Bipartisan vaccination?

Posted by Yuling Yao on Apr 17, 2021.       Tag: modeling   causal  

I read a NYT graph article entitled Least Vaccinated U.S. Counties Have Something in Common: Trump Voters. Apart from beautiful visualizations, their graph comparison seems persuading to draw two conclusions:

  1. States with larger Trump vote shares are likely to have more adults who are vaccine hesitant.
  2. States with larger Trump vote shares have a smaller share of fully vaccinated adult residents.

Such association is legit. But I am concerned that this article can have several misleading aspects.

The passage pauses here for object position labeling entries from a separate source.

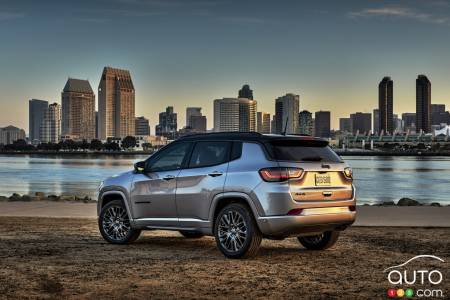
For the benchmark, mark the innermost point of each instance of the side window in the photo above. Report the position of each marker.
(171, 158)
(210, 154)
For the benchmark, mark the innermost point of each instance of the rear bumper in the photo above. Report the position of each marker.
(301, 224)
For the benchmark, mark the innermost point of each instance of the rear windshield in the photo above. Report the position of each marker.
(308, 151)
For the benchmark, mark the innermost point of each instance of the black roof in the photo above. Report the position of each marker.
(248, 136)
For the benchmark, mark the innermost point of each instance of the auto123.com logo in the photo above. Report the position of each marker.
(414, 281)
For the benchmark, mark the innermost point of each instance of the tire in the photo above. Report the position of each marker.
(319, 242)
(236, 232)
(114, 224)
(191, 234)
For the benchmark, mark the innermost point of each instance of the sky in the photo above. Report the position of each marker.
(190, 52)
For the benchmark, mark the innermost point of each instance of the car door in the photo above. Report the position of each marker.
(202, 180)
(153, 191)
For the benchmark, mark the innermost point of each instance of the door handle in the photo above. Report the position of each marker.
(168, 177)
(215, 174)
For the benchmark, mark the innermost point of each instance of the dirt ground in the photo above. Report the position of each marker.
(67, 258)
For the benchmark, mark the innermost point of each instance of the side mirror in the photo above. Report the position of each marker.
(139, 167)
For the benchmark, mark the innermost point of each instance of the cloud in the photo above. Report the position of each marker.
(399, 13)
(5, 16)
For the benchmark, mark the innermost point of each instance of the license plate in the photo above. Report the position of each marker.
(323, 180)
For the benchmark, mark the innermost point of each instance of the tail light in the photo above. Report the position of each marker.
(280, 174)
(348, 173)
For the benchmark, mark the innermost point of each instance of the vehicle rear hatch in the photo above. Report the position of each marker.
(323, 177)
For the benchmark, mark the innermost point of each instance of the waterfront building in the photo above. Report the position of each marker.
(286, 114)
(36, 112)
(116, 104)
(386, 104)
(423, 104)
(78, 110)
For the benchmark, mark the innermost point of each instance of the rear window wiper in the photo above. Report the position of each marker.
(312, 158)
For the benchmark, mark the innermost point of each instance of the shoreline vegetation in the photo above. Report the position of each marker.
(40, 196)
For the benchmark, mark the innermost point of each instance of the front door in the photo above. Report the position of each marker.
(153, 191)
(202, 179)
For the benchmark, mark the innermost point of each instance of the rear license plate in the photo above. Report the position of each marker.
(323, 179)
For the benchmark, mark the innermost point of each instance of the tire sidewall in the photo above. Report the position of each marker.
(250, 229)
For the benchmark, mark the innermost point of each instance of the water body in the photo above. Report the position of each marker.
(377, 179)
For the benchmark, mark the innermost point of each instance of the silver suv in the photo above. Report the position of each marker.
(239, 187)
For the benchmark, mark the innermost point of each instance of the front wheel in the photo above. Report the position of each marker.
(321, 241)
(236, 232)
(114, 224)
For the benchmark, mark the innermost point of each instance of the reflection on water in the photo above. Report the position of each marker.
(426, 179)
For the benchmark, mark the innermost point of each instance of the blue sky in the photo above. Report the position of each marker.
(188, 53)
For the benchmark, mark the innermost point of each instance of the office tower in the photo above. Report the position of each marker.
(198, 123)
(142, 126)
(36, 112)
(192, 111)
(361, 122)
(345, 125)
(10, 134)
(50, 129)
(305, 122)
(263, 122)
(376, 121)
(385, 105)
(167, 126)
(286, 112)
(232, 114)
(423, 104)
(245, 92)
(247, 115)
(322, 124)
(116, 104)
(409, 121)
(437, 108)
(78, 110)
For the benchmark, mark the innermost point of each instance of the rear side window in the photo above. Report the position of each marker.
(210, 154)
(308, 151)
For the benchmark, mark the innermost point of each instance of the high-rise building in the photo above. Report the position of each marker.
(36, 112)
(245, 92)
(10, 134)
(247, 115)
(234, 114)
(376, 121)
(263, 122)
(423, 104)
(361, 122)
(305, 122)
(167, 126)
(192, 111)
(345, 125)
(322, 124)
(226, 114)
(409, 122)
(286, 112)
(385, 105)
(78, 110)
(116, 104)
(50, 130)
(142, 126)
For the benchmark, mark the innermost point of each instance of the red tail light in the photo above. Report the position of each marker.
(280, 174)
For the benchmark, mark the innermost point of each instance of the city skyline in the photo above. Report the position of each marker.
(200, 51)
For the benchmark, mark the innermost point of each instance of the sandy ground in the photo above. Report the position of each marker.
(423, 216)
(66, 258)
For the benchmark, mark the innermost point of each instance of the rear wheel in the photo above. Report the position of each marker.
(191, 234)
(114, 224)
(319, 242)
(236, 232)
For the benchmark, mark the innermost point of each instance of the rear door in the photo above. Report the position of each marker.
(323, 177)
(203, 179)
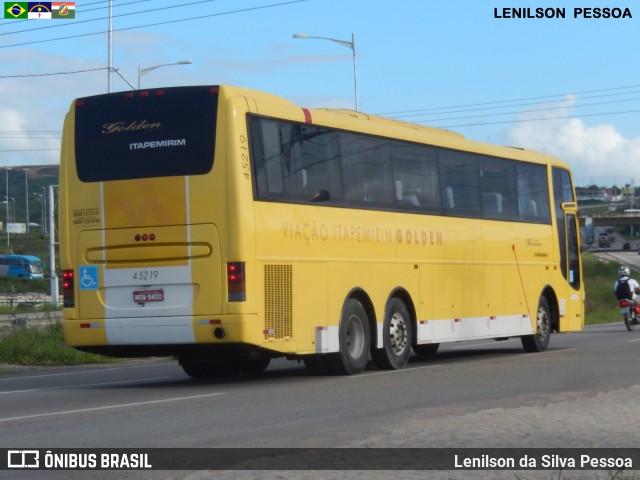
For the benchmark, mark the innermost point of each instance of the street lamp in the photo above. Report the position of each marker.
(26, 191)
(144, 71)
(6, 227)
(344, 43)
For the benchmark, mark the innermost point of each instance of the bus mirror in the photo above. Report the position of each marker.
(321, 196)
(588, 231)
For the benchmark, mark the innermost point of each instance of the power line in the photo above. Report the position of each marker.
(52, 74)
(65, 24)
(545, 109)
(523, 120)
(243, 10)
(505, 101)
(77, 22)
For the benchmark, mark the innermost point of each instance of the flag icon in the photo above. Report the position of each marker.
(63, 10)
(39, 10)
(15, 10)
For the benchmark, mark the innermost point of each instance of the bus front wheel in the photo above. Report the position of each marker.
(354, 339)
(539, 341)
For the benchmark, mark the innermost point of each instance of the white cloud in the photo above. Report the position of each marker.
(597, 154)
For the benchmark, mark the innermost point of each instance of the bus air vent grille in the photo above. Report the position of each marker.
(278, 299)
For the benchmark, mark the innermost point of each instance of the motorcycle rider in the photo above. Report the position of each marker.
(627, 287)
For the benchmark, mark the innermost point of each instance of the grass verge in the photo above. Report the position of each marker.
(45, 346)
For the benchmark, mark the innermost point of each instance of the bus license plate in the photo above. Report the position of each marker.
(144, 296)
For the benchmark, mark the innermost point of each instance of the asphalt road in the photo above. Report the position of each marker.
(582, 392)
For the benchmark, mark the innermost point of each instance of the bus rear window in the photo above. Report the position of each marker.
(142, 134)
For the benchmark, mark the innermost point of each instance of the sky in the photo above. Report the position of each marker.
(569, 87)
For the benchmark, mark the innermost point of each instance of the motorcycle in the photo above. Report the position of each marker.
(630, 311)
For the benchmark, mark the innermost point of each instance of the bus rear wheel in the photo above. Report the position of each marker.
(539, 341)
(354, 338)
(396, 337)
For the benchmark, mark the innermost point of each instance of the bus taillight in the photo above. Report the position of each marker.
(236, 282)
(67, 288)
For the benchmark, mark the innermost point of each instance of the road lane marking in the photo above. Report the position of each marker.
(109, 407)
(80, 372)
(386, 372)
(82, 385)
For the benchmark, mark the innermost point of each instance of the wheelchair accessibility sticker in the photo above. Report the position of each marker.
(89, 278)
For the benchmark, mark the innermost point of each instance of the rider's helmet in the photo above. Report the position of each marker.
(624, 271)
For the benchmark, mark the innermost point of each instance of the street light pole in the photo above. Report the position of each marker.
(26, 189)
(143, 71)
(6, 227)
(344, 43)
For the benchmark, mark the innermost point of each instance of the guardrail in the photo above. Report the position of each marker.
(26, 301)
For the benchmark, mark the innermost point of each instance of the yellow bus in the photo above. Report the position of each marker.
(227, 227)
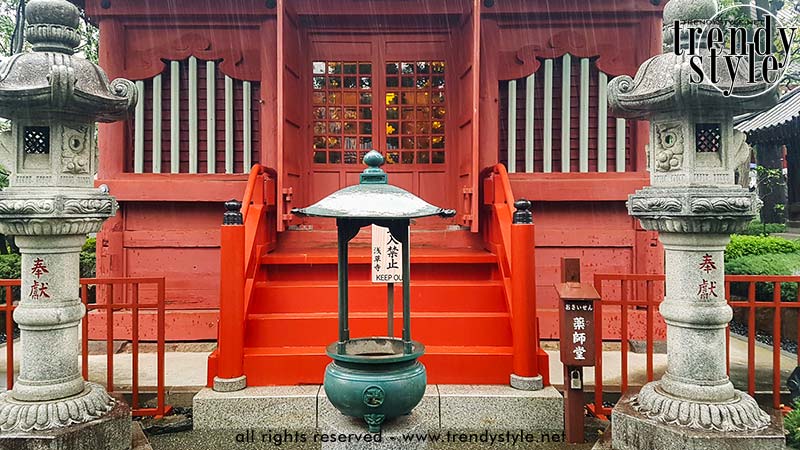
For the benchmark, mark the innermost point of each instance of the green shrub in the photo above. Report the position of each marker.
(769, 264)
(90, 245)
(741, 246)
(791, 424)
(756, 228)
(88, 265)
(10, 266)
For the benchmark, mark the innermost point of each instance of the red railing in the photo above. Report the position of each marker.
(241, 248)
(752, 304)
(499, 198)
(635, 294)
(135, 305)
(260, 221)
(514, 246)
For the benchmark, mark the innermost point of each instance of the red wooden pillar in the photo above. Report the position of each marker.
(230, 346)
(525, 374)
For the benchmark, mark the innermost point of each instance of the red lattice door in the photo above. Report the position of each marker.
(384, 93)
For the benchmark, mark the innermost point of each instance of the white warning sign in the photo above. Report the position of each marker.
(387, 256)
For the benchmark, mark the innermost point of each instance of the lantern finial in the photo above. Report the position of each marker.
(53, 26)
(373, 174)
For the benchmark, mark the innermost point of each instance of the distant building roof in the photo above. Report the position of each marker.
(774, 124)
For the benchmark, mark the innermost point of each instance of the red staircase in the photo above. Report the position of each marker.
(458, 303)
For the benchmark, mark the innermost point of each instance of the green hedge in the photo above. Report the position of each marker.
(792, 425)
(741, 246)
(756, 228)
(769, 264)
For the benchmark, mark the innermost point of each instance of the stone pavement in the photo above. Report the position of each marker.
(185, 367)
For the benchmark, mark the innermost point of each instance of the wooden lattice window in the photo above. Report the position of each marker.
(557, 120)
(192, 118)
(342, 111)
(415, 112)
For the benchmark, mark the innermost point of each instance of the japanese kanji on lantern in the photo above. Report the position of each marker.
(576, 319)
(387, 258)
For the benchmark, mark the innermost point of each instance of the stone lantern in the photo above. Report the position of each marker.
(374, 378)
(53, 99)
(695, 205)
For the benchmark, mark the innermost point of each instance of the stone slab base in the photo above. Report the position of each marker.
(444, 407)
(138, 439)
(634, 431)
(110, 432)
(262, 407)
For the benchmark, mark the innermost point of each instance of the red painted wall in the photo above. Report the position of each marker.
(168, 224)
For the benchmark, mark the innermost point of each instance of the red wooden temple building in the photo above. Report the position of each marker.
(445, 89)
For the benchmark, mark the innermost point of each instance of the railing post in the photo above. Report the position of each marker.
(230, 374)
(526, 375)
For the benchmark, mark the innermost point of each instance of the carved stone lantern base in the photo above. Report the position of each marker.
(635, 429)
(91, 404)
(112, 431)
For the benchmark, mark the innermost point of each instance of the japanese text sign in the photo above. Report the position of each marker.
(576, 317)
(387, 256)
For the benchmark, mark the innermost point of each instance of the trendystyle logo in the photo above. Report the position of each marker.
(740, 45)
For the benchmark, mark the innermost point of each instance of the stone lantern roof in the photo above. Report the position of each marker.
(664, 83)
(373, 199)
(51, 83)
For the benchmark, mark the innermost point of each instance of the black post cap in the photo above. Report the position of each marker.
(233, 213)
(523, 214)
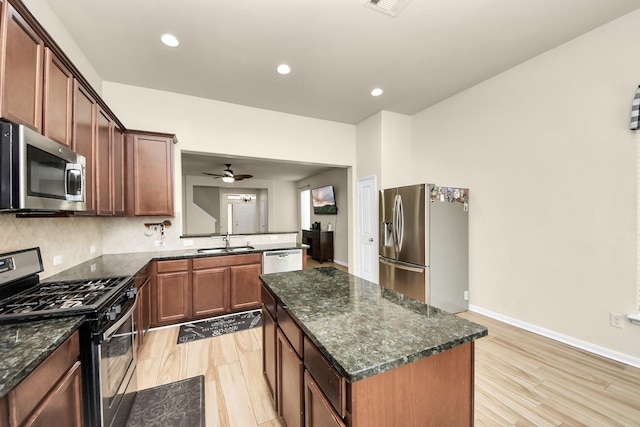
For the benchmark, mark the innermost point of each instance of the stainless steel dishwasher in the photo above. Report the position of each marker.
(279, 261)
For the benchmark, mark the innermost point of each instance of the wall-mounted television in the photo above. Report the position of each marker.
(324, 200)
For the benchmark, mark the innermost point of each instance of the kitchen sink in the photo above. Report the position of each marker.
(240, 248)
(233, 249)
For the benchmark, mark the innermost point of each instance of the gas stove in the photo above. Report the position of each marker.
(60, 298)
(107, 336)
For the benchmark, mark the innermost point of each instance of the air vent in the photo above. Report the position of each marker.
(388, 7)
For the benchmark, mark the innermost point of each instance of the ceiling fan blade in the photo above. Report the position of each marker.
(240, 177)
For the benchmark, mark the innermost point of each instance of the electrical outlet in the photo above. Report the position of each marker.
(617, 320)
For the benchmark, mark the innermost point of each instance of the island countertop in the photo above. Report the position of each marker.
(362, 328)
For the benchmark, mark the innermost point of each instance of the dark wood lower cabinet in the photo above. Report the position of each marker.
(63, 405)
(318, 412)
(173, 297)
(191, 289)
(290, 383)
(269, 338)
(51, 394)
(431, 392)
(143, 311)
(210, 291)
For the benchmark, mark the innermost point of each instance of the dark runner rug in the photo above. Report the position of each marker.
(179, 404)
(220, 325)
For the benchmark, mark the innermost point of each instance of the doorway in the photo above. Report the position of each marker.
(367, 209)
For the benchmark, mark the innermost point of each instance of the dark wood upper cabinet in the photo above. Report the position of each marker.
(58, 95)
(117, 163)
(83, 141)
(103, 163)
(149, 173)
(22, 70)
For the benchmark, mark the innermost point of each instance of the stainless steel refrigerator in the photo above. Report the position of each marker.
(424, 244)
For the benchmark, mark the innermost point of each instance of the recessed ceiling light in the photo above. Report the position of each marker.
(170, 40)
(284, 69)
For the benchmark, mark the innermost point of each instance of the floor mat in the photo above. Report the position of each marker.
(220, 325)
(179, 404)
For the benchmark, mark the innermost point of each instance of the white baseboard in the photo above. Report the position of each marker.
(574, 342)
(342, 263)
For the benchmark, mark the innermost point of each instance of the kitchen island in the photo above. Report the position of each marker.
(339, 350)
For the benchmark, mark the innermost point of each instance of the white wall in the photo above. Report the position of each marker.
(546, 151)
(41, 10)
(397, 151)
(207, 126)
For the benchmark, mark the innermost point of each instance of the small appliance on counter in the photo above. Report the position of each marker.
(424, 244)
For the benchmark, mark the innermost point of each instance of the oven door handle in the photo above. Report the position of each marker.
(112, 329)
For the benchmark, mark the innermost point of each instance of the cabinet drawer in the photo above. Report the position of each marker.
(26, 396)
(332, 384)
(290, 329)
(269, 301)
(174, 265)
(226, 261)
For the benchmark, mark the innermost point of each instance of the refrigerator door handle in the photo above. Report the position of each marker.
(402, 266)
(394, 224)
(400, 222)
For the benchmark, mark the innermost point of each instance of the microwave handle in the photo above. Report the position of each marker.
(73, 181)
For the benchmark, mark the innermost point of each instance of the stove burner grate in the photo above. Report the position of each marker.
(60, 296)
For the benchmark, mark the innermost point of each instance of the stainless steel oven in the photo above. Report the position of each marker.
(37, 173)
(114, 346)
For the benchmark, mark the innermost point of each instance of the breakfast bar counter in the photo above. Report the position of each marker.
(402, 362)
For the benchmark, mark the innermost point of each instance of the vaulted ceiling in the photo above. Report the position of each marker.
(338, 50)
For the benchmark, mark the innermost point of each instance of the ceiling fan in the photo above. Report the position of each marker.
(228, 175)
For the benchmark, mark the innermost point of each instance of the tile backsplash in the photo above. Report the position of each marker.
(74, 240)
(69, 240)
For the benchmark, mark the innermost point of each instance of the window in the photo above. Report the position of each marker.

  1. The bipartisan gap, or the income gap, or the urban-rural gap? The shares of trump voters are associated with many other variables. Slightly rearrange what variable to show, one would equally draw a conclusion such as “States with lower average incomes are likely to have more adults who are vaccine hesitant”, or perhaps a conspiracy theory might want to change the title to a thrilling “Rural states are ignored in vaccine distributions”. All these variables are quite related. The root of conspiracy theories is to attribute all variations to one single variable, no matter it is race or voting.
  2. The state level and individual level relation. To be fair, the article did not suggest “individual Trump voters are likely to be more vaccine hesitant”, but I am afraid many readers would interpret the state level associations in this way. Although this micro level explaination is plausible, we just cannot draw individual level relation from group level data. A famous example is that income is generally positively associated with education, but universities or colleges is properly among the lower-end of sections in terms of average salaries, despite its high level of average employee education: the industry-clustering is correlated with outcome variables. The same reasoning applies here for individual level inference.
  3. What can the country level comparison tell. The article did do more analysis on country level comparisons, with a section title “Counties where more residents voted for Trump often have lower vaccination rates”. Based on the graph, it is a weak evidence. If you look into states like Virginia, Oregon, or New Jersey, probably you would draw the opposite conclusion. Again, generally countries level relations do not have to the same direction as in individual level or in state level. Think about income for example: richer states are more blue while richer voters are more republican. In between, the county level relation can mix these two ends: many part of long island is redder and rich because rich people choose to cluster there, while in there are other red and poor upper state counties because they are rural. Again, both of these two mechanisms are outcome-dependent clustering but they result in divergent signs in country level relations. In this example, the country level comparison is mostly driven by (a) rural-urban distinction and (b) elder population shares. I guess that is why the pattern in Vermont is mostly random.
  4. Vaccine hesitation vs Vaccine rollout The article mixes these two outcome variables: vaccine hesitation and vaccine rollout. But are the correlation between them a fixed constant? Since it (April) is still in the early phase of vaccine distribution nationwide, is the vaccine trust the main bottleneck of vaccine rollout? I think the answer is negative and it is more evident in country levels. Look at upper state NY. The vaccine hesitation is relatively high within the state, but the rollout rates are good. Hamilton County has 65% fully vaccinated adults (remember the optimal rejection rate of an HMC sampler is indeed 0.651), highest in the state. Sure, in the longer run when there is enough supply, the vaccine rollout rate will eventually become (1- vaccine hesitation rate) and thereby perfectly correlated. But for the short term there are many other factors too. It seems the author has tries to fix this problem by showing that the average share of delivered doses reported as used is lower in 10 most hesitate states: but this usage efficiency itself would be largely correlated with rural-urban distinction.

It is convenient/eye-catching to explain everything by bipartisan gap. But we need more modeling for the full picture story.